COVID-19 vaccines prioritized for California educators will focus on struggling communities
California public health officials offered details Thursday on the new statewide COVID-19 vaccination effort for K-12 employees, with the priority being teachers and employees already working on-site at schools and those who serve students in disadvantaged communities.
Beginning on Monday, the program sets in motion Gov. Gavin Newsom’s promise last week to earmark 10% of California’s weekly allotment of vaccine doses for educators, possibly encouraging more schools to resume in-person instruction. Newsom and state legislators continue to negotiate the details of a far-reaching plan to reopen elementary school campuses, though disagreements remain over several issues — including how many schools could reopen in communities in the purple tier of the state’s coronavirus restrictions, where the number of COVID-19 cases is higher than a rate of seven positive cases for every 100,000 residents.
“The education professionals who nurture and support our children deserve to be and have been prioritized for vaccines, and I am proud to accelerate those efforts in all 58 counties,” Newsom said in a written statement.
Guidelines released Thursday show the 10% allotment will be reserved for K-12 school employees and those who work in childcare positions. Contrary to information provided last week, Newsom’s new effort is not aimed at speeding up vaccinations for higher education employees, though they remain eligible under last month’s expansion of the state’s general vaccination tiers. At least 35 counties have already begun vaccinating educators.
Newsom’s plan would expand those efforts to all 58 counties. His directive to set aside 10% of the state’s weekly vaccine allotment translates into at least 75,000 doses for educators. The most recent state data show about 319,000 public school teachers in California, with about 45% working in elementary schools. Educators at charter and private schools will also be given priority for vaccine appointments, along with school employees such as instructional assistants, bus drivers and food service workers.
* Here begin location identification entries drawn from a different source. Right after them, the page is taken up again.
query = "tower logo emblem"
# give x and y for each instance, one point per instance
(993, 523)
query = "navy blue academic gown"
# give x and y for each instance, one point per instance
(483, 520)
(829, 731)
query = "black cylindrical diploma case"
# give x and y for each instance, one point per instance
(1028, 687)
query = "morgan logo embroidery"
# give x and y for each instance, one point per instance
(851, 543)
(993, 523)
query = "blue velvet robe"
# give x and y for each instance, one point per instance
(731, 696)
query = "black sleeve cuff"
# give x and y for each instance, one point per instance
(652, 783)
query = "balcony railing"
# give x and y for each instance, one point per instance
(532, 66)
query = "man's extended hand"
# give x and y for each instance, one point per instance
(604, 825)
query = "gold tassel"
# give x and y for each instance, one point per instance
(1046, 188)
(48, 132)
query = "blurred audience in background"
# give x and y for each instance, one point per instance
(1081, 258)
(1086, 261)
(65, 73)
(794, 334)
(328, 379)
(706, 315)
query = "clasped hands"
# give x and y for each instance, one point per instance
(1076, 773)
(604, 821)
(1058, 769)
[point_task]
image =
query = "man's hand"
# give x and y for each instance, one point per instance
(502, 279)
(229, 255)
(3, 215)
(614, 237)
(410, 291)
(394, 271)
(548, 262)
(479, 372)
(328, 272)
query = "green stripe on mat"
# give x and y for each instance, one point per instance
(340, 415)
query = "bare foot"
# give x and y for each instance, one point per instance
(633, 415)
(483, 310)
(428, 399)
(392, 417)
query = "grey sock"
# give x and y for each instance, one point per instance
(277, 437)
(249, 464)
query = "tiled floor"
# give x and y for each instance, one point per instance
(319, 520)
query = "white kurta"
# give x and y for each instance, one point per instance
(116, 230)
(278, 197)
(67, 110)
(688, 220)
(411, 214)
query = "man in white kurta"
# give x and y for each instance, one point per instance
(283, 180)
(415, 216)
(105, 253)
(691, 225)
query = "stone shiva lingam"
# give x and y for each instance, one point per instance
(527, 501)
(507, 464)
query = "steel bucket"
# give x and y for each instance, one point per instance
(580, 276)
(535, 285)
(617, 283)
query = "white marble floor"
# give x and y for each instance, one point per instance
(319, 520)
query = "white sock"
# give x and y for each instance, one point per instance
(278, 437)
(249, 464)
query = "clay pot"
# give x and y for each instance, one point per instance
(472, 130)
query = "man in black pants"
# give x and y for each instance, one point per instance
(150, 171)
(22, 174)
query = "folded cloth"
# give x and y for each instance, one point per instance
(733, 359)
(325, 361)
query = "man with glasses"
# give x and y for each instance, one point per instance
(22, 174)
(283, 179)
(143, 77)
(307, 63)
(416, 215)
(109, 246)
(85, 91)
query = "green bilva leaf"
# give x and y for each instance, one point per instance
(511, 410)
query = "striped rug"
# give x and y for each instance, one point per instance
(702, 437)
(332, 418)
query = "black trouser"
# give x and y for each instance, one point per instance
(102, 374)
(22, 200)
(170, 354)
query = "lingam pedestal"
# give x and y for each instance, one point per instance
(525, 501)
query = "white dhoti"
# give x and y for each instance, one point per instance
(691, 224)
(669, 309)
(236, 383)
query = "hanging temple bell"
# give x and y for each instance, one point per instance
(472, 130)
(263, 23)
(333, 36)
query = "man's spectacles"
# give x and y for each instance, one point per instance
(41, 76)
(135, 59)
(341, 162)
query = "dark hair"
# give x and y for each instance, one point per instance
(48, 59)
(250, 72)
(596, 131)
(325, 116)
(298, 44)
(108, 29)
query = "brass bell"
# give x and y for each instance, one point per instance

Under the new program, state officials will use county offices of education to distribute vaccination appointments each week, based on the number of K-12 employees in a county and factors including the number of students from low-income families, those who are English language learners and foster youth. From there, the local education offices will make allocations to school districts, charter and private schools.
Newsom administration officials said the plan will complement, not contradict, efforts already underway in some communities. On Wednesday, the L.A. County Office of Education said 40% of its vaccination slots would be reserved for employees of the L.A. Unified School District.
Educators will be given a unique access code to register online for a COVID-19 vaccine appointment. While the state’s use of special codes has come under intense scrutiny — codes intended for communities hardest hit by the virus were wrongly shared among affluent residents in Southern California and the Bay Area — the school vaccine codes will only work one time and for a single appointment.
Among the educators who qualify, an additional priority will be given to those who are already working on-site or scheduled to do so within 21 days. A document provided by state officials said the 21-day window could change if additional vaccine doses become available and if more flexibility will “accelerate school reopenings.”
Newsom has faced considerable public pressure to accelerate the return to in-person learning as pandemic conditions improve across California. While he had long insisted his administration had already given a preference to vaccinate educators, his announcement last week served as a reminder that previous efforts had done little to quell criticism.
Data released by state officials earlier this month show fewer than half of California’s school districts had some amount of in-person instruction, with schools even a few miles apart in some communities making different choices about whether to bring students back to campus.